This is an unfinished tale. About a year ago I did an analysis for human nutrition. I am not going into what the topic of the paper is as it has not been published. I am going to try and make sense of a reviewers comments.
Lets get this clear, normally reviewers comments are useful, they strengthen a paper and get it stronger. The problem is that I can't relate the reviewers comments to the analysis. He talks of omnibus tests and then comparisons within them. I did no omnibus tests! I have been through the output several times and they do not exist.
So I am now trying to find what he is talking about. This means sorting through the differences between what I have written in the report, what has been lifted for the paper and what the reviewers comments are. Somewhere in between the three is something I am not getting and I have not been able to place it. Until it is placed I can't deal with what I need to in the analysis.
At present I suspect that the reviewer has seen the raw data and worked out the chi-squared for that, then has gone to the paper and assumed that the chi-squared quoted is from that when in actual fact it is the chi-squared for the adjusted logistic regression.

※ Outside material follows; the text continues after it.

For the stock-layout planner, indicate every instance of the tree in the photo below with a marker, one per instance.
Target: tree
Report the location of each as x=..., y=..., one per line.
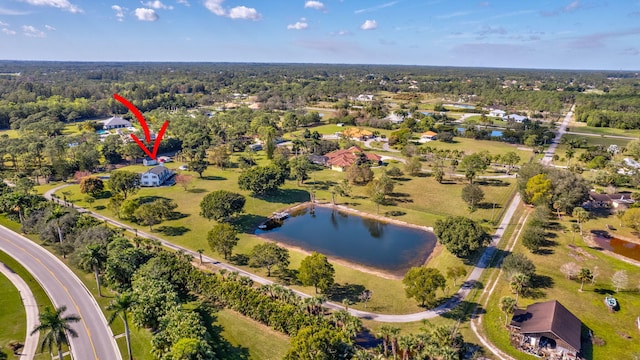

The alternative is that they have assumed that something is groups when in actual fact they are present and absences. There are two different ways of coding for different traits. If the traits are mutually exclusive you can code them within one variable with each trait being given a different coding category. So for instance if you had favourite colour you might have the options: red, blue, green, yellow, pink, purple, brown and black. You still might get the awkward respondent who said "orange" but that is another category. As you have asked for favourite you do not get the answer "red and blue". However if you as the question "what colour crayons do you have?" then the answer "red and blue" is totally sensible. In other words having a red crayon does not exclude someone from having a blue crayon. So they ate not mutually exclusive categories.
Now when you have mutually exclusive categories you get omnibus tests. When you do not have exclusive categories you do not. Now I can not recall any mutually exclusive categories, all categories could be present or absent in any individual. Indeed I created a category in one part that specifically counted up the number of different categories of other variables that each individual had and split it between those that had only one and those that had multiple. There were about eight different characteristics. That means an omnibus test for every possible category would have 28-1 or 255 different combinations which implies an omnibus test would have 255 different levels.
No thanks.
Oh well maybe my brain will be clearer on Monday and I can find out what is actually going on. That or I am going to ask the prof if the reviewer would mind making their comments clearer.